Pierwsze dwie duże rodziny, liczące w sumie piętnaście osób, dotrą 7 marca do Bari. Pod opieką pracowników Caritas przylecą tam normalnym samolotem rejsowym. Stamtąd zostaną przewiezione do San Giovanni Rotondo, gdzie znajdą się m.in. pod opieką tamtejszych kapucynów. Chore dzieci otrzymają specjalistyczną pomoc w założonym przez św. Ojca Pio szpitalu „Dom Ulgi w Cierpieniu”. Rodziny znajdą schronienie w „Domu Papieża Franciszka”, czyli ośrodku pomocy dla potrzebujących, który powstał jako odpowiedź kapucynów na wezwanie Ojca Świętego o wychodzenie na peryferie do odrzuconych i najbardziej potrzebujących.

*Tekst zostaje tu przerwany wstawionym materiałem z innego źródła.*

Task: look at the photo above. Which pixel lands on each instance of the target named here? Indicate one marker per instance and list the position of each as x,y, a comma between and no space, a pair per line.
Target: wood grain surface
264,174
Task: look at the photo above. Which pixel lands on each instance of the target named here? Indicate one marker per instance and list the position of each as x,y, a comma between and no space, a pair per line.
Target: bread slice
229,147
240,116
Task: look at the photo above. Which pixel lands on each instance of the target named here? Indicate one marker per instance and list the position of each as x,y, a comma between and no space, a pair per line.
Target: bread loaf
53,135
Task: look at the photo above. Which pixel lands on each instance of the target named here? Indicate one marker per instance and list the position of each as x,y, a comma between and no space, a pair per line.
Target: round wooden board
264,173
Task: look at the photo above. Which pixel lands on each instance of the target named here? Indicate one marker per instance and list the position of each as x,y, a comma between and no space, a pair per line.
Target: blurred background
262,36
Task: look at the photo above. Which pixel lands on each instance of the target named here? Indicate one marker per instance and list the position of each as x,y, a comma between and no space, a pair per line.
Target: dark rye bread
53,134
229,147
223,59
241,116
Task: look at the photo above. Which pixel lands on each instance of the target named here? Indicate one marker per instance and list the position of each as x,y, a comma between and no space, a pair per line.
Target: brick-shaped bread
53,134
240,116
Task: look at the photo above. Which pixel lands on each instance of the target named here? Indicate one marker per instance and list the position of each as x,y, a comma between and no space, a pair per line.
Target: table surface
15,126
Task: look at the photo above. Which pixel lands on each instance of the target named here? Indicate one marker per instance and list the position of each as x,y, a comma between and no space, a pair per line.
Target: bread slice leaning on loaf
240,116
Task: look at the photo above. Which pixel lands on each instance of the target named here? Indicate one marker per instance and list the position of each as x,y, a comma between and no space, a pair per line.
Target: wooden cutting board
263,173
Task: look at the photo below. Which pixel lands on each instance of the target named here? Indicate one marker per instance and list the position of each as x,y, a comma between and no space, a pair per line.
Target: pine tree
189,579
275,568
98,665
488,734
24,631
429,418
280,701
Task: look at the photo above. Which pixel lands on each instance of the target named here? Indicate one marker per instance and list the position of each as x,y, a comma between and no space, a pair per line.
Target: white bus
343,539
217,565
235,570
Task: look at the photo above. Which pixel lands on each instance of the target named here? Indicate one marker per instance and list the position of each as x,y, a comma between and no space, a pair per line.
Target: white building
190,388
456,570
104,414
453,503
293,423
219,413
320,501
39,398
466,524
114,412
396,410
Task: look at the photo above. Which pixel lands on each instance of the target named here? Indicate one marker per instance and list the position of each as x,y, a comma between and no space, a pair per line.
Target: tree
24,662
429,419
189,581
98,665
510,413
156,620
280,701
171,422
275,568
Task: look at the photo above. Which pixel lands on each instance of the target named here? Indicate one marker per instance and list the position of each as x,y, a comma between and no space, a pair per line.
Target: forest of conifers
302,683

W integracji pomogą im inni Syryjczycy przyjęci już wcześniej w tym miasteczku w ramach projektu „Chroniony – uchodźca w moim domu”. Rodziny będą mogły liczyć na stałą pomoc wolontariuszy, a także wsparcie wspólnoty skupionej przy kościele świętego z Pietrelciny.
Udzielenie pomocy syryjskim rodzinom stanowi pierwszy etap otwieranego przez włoski episkopat korytarza humanitarnego. W dalszej kolejności pomocą zostanie objętych pięćset osób, które znalazły tymczasowe schronienie w Etiopii. Szacuje się, że jest to kraj, który przyjął najwięcej afrykańskich uchodźców – ponad 670 tysięcy. Obecne tam agencje humanitarne alarmują, że w obozach panują nieludzkie warunki życia. Wszystkie działania finansowane będą ze środków otrzymywanych przez Kościół we Włoszech z dobrowolnego odpisu podatkowego.

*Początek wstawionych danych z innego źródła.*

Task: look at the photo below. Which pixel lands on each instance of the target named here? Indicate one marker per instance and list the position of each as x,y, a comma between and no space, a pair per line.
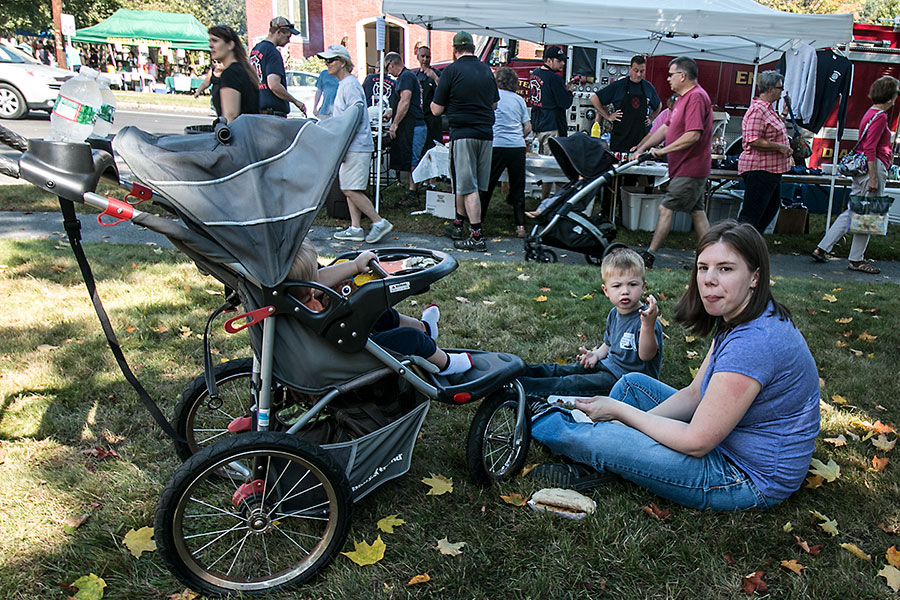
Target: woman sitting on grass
741,435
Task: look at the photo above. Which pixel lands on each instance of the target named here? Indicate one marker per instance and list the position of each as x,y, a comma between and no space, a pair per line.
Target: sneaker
454,232
378,231
471,243
351,234
572,476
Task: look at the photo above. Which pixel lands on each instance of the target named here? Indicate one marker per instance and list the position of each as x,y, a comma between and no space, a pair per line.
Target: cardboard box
440,204
640,211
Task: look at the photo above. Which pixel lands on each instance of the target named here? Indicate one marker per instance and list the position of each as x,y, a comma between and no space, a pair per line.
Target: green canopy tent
149,28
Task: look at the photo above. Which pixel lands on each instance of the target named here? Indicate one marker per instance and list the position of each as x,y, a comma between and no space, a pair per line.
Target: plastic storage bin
640,212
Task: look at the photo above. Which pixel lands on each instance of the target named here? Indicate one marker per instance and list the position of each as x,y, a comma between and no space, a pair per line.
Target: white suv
26,84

Korytarz humanitarny otwarty przez episkopat będzie już kolejnym w tym kraju. W ciągu minionego roku w ten bezpieczny sposób dotarło do Włoch 700 uchodźców. Inicjatywę realizują Federacja Kościołów Ewangelickich Włoch i Wspólnota św. Idziego, a wspiera rząd.
W tym kontekście warto przypomnieć, że od kilku lat kraj ten znajduje się na pierwszej linii, gdy chodzi o problem przyjmowania migrantów. Tylko tej nocy do włoskich wybrzeży przybiło prawie tysiąc uchodźców. Agencje humanitarne podkreślają, że fala migracji nie maleje, tylko narasta. W ciągu dwóch pierwszych miesięcy przez morze dotarło do Italii 13 tys. 400 osób, czyli o 50 proc. więcej niż w analogicznym okresie roku ubiegłego. W tym samym czasie morze stało się cmentarzem dla co najmniej 440 uchodźców.